Gene Ambo, a world-renowned Chicago photographer, released his first book in July, which includes photos he took of Metallica, the Smashing Pumpkins and Nirvana. Bianca Kreusel

“The success of Gene’s book is due to the fact that it is about the subway. The hall’s community spirit results from people’s ability to celebrate music,” Shanahan said. “People came without even knowing which band was playing. If a band like Metallica was trying to find a place to play, they would consider where people go, and the Metro would come to mind.

Ambo said his awareness of how to make a living in photography solidified when he photographed Madonna on film during her “Who’s That Girl Tour” at Soldier Field in 1987.

“Soldier Field was a big deal, and at the time, she was one of the biggest entertainers on the planet,” Ambo said. “I was like, ‘If you can do this, you can do pretty much anyone.'”

While the first digital camera was invented in 1975 by Eastman Kodak, Ambo says it prefer cinema photo support rather than digital photo because he likes the quality of the film better.

“The reactions…there’s no shutter lag. You get immediate results,” Ambo said. “[Film is] much more expensive, obviously, and that was the common denominator of go digital because everyone wanted cheap production.

Metro Founder Joe Shanahan talks to Gene Ambo as they relive memories of the 80s when the Metro first opened. Bianca Kreusel

Ambo said the likelihood of an aspiring photographer reaching the top of the field today is more difficult than in the past as digital cameras have changed the industry by making photo taking more affordable and accessible.

“There are so many people doing it for free right now, it’s hard to be competitive and make a living,” Ambo said. “People will go out there and film their night and spend all their money doing it and give it their all with no restrictions.”

A self-taught artist, he says he learned by watching and working with other iconic concert photographers and visually inspecting their photos.

From the start, collaborating with superstar concert photographers has been key to expanding Ambo’s knowledge base.

Metro has been known for hosting local, regional and national emerging bands and musicians since its opening in 1982. Bianca Kreusel

Despite the new obstacles to fame for concert photographers, Ambo believes that it is still possible for new concert photographers to succeed in the field by obtaining the exclusive right to shoot photos of a specific band.
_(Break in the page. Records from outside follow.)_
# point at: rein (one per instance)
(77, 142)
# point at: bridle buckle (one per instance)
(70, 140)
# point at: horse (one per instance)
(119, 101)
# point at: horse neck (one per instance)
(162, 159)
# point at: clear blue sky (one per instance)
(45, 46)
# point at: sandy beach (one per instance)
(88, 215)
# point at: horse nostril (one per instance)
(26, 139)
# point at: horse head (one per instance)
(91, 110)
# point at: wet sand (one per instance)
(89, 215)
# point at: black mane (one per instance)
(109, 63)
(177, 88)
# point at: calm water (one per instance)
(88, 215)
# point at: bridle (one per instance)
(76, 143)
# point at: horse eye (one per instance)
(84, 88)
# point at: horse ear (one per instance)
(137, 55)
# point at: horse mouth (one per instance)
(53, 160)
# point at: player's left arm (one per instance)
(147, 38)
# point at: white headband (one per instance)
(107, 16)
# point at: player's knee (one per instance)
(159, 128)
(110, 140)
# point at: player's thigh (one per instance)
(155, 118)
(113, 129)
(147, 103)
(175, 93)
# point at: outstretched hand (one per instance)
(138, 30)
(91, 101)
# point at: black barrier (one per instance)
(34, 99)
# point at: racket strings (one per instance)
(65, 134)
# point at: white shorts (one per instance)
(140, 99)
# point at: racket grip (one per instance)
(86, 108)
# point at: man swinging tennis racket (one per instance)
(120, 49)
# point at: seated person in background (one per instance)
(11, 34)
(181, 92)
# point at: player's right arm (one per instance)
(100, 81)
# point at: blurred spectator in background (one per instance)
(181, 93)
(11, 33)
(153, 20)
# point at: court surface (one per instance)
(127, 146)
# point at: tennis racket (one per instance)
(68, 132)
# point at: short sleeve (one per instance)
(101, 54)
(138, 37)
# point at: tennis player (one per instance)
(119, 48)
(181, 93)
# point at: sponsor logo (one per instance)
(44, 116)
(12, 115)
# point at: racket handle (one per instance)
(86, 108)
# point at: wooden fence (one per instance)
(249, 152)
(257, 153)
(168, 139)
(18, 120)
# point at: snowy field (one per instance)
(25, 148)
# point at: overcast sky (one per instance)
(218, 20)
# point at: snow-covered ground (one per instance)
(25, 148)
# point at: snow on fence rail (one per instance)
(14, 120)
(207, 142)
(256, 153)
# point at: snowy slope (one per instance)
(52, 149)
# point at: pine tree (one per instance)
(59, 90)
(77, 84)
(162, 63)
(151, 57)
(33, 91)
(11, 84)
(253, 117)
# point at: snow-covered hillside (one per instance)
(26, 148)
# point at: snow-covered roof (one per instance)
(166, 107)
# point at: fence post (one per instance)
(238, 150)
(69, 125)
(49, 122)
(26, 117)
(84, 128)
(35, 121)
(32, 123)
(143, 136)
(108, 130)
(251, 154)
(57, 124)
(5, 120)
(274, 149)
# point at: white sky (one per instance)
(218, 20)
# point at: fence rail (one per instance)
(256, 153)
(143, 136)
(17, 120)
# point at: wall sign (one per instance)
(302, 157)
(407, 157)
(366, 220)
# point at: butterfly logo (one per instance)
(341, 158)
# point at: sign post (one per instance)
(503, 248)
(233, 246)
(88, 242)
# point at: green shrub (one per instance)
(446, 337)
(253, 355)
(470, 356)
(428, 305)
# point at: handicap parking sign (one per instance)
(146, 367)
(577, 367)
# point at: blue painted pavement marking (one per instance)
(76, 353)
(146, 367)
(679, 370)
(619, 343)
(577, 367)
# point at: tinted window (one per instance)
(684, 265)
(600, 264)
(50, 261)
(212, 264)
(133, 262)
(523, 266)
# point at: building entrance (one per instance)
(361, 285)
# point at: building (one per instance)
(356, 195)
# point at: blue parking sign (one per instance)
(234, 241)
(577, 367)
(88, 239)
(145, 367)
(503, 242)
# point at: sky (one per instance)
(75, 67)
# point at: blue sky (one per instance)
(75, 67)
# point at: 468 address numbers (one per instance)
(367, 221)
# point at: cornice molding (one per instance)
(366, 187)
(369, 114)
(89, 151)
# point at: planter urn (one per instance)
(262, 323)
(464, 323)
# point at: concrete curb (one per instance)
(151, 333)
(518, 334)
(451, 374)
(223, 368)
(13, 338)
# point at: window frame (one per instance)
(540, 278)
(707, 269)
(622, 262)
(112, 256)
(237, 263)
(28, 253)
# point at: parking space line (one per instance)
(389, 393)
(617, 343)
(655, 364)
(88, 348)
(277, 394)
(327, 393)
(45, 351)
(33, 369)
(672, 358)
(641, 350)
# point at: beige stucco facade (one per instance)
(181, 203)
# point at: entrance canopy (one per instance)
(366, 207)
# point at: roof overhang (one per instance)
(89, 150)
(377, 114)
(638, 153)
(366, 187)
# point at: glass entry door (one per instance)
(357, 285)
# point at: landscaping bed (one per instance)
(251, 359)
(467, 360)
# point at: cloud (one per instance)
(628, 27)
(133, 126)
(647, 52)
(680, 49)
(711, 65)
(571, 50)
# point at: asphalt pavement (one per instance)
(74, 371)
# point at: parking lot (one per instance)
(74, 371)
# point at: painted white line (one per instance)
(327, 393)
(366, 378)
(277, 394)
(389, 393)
The careers of Ambo and South Side native Shanahan were launched almost simultaneously. Shanahan, founder and owner of Metro Chicago, Smart Bar and Gman Tavern opened live music place in 1982.
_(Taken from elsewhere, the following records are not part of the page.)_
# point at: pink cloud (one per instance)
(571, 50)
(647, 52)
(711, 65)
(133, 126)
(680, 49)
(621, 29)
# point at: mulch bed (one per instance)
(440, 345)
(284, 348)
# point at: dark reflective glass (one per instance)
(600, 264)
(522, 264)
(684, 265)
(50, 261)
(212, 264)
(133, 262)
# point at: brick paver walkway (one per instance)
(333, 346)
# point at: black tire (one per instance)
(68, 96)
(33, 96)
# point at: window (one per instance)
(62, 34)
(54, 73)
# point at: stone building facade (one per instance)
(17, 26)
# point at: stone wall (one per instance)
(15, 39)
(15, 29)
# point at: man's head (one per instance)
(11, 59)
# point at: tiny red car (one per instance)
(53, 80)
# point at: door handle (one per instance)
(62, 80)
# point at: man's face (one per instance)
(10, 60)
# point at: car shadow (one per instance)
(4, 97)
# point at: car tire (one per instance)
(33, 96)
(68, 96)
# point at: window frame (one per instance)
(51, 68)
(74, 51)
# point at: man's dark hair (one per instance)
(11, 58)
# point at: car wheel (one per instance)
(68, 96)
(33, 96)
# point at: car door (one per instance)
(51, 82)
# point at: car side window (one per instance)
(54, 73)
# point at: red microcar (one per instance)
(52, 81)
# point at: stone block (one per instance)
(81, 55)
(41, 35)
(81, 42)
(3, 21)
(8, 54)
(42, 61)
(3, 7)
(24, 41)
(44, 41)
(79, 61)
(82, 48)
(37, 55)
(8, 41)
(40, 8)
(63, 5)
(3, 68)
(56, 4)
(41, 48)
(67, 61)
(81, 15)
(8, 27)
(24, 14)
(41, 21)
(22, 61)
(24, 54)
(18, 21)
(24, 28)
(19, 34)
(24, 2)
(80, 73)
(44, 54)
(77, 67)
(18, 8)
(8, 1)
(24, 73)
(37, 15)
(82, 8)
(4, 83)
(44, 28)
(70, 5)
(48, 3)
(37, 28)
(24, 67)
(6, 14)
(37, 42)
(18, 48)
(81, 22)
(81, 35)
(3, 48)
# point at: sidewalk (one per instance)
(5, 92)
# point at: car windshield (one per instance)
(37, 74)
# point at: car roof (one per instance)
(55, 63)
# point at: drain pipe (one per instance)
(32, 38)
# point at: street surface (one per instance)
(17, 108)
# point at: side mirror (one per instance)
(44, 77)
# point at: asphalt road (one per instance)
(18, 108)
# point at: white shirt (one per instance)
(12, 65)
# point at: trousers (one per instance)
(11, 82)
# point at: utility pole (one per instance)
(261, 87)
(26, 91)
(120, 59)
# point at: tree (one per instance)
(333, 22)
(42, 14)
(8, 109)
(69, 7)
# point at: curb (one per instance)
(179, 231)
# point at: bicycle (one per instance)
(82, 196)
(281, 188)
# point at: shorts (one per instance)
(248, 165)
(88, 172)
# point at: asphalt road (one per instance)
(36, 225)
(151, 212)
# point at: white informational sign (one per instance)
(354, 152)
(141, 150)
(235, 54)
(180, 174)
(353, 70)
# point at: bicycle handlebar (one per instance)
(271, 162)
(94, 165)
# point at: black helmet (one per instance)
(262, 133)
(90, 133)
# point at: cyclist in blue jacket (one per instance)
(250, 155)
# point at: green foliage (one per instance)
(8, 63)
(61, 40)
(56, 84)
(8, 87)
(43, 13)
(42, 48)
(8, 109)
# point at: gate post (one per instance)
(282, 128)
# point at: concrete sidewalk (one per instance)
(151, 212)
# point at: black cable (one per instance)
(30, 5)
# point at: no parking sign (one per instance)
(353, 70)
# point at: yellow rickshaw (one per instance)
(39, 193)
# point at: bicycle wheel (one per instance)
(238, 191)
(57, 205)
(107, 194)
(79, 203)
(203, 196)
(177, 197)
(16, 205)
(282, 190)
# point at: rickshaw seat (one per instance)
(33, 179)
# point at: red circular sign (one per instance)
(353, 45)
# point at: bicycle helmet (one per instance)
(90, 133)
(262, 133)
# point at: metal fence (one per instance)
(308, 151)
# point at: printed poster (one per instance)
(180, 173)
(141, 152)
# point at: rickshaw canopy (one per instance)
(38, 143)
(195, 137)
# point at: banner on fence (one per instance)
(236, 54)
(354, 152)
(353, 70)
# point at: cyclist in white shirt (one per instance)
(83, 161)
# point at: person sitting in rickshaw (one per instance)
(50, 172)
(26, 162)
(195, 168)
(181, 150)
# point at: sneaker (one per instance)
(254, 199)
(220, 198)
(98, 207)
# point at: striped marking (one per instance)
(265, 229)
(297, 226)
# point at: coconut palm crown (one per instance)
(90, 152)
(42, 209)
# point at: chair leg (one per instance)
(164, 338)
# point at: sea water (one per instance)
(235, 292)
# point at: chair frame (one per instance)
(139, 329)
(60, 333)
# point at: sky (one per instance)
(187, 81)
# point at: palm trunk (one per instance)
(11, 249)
Metro fostered Shanahan and Ambo’s professional growth.

Shanahan’s achievement in concert hall history is held in high esteem by many different groups. In 2013 he received an honorary degree from Columbia College Chicago presented by alumnus and WXRT radio host Marty Lennartz.
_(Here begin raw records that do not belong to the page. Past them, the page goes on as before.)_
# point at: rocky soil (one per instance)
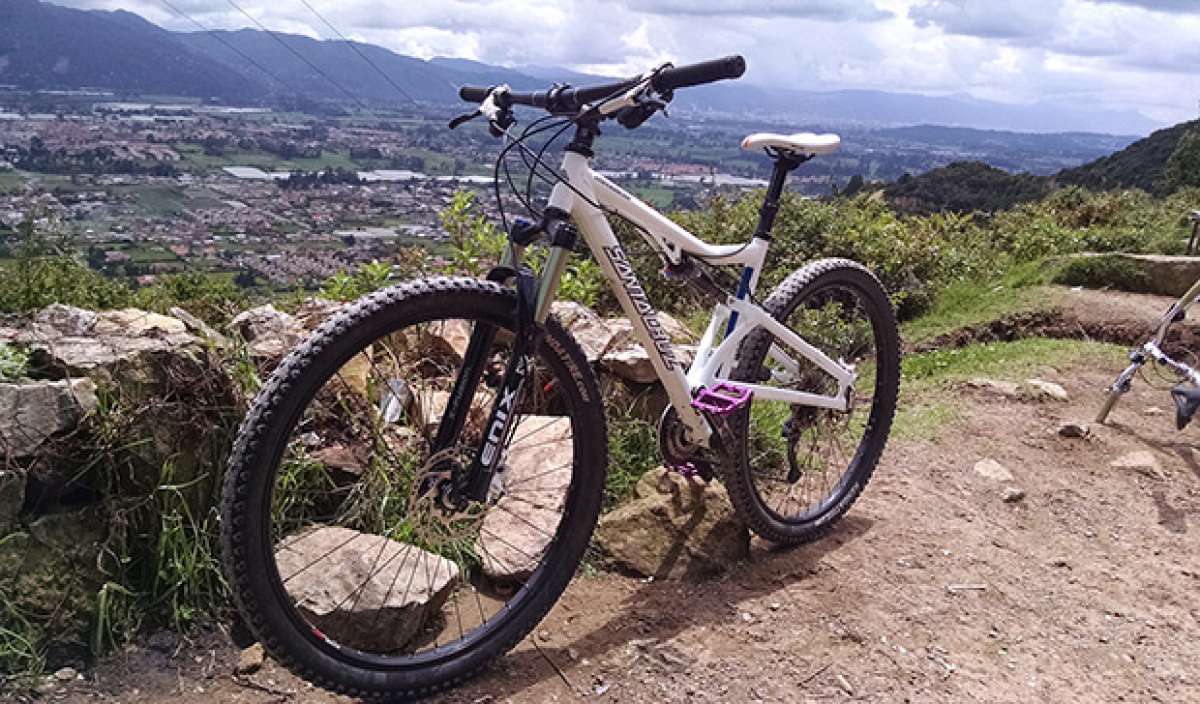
(1023, 554)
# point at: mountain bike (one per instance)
(417, 483)
(1186, 393)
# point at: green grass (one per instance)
(11, 180)
(633, 451)
(966, 304)
(193, 156)
(660, 197)
(922, 420)
(1003, 360)
(156, 200)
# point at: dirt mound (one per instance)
(1113, 317)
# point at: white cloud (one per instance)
(1123, 54)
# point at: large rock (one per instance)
(631, 363)
(35, 411)
(168, 398)
(55, 571)
(125, 346)
(594, 334)
(269, 334)
(994, 470)
(676, 528)
(537, 474)
(343, 582)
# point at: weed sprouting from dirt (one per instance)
(633, 451)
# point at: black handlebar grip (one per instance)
(473, 95)
(700, 73)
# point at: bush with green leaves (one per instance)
(1104, 271)
(209, 296)
(43, 271)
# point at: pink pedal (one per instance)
(723, 399)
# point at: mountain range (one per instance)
(43, 46)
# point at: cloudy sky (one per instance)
(1125, 54)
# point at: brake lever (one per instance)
(465, 118)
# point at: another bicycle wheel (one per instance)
(345, 553)
(796, 469)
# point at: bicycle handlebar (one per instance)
(569, 100)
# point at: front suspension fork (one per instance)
(534, 299)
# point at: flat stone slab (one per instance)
(361, 589)
(994, 470)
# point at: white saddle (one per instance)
(801, 143)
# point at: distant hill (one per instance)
(43, 46)
(965, 187)
(1141, 164)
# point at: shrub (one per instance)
(211, 298)
(43, 272)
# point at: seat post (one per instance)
(784, 164)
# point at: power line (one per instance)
(357, 50)
(222, 40)
(298, 54)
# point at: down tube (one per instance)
(636, 306)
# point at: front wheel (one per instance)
(796, 469)
(349, 549)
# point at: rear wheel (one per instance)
(347, 553)
(798, 468)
The subway scene has seen many legendary acts such as Nirvana and Green Day. Jared Callaway

Shanahan said he left Columbia in his mid-twenties to open Metro and credits school friends for helping start his club, emphasizing how much Columbia means to him.

For Shanahan, the creativity it took to build his vision was what mattered, in addition to giving people like Ambo room to flourish. He said the impetus to build Metro Chicago reflected its interest in producing community-focused musical events to showcase the many varieties of music available in Chicago.

“I think the ungodly marriage of commerce and art has always been a very difficult thing to balance,” Shanahan said. “How does this make sense financially?”

Shanahan advised students who are are considering becoming music venue owners to take more business and math courses to ensure a smoother ride, rather than learning the hard way.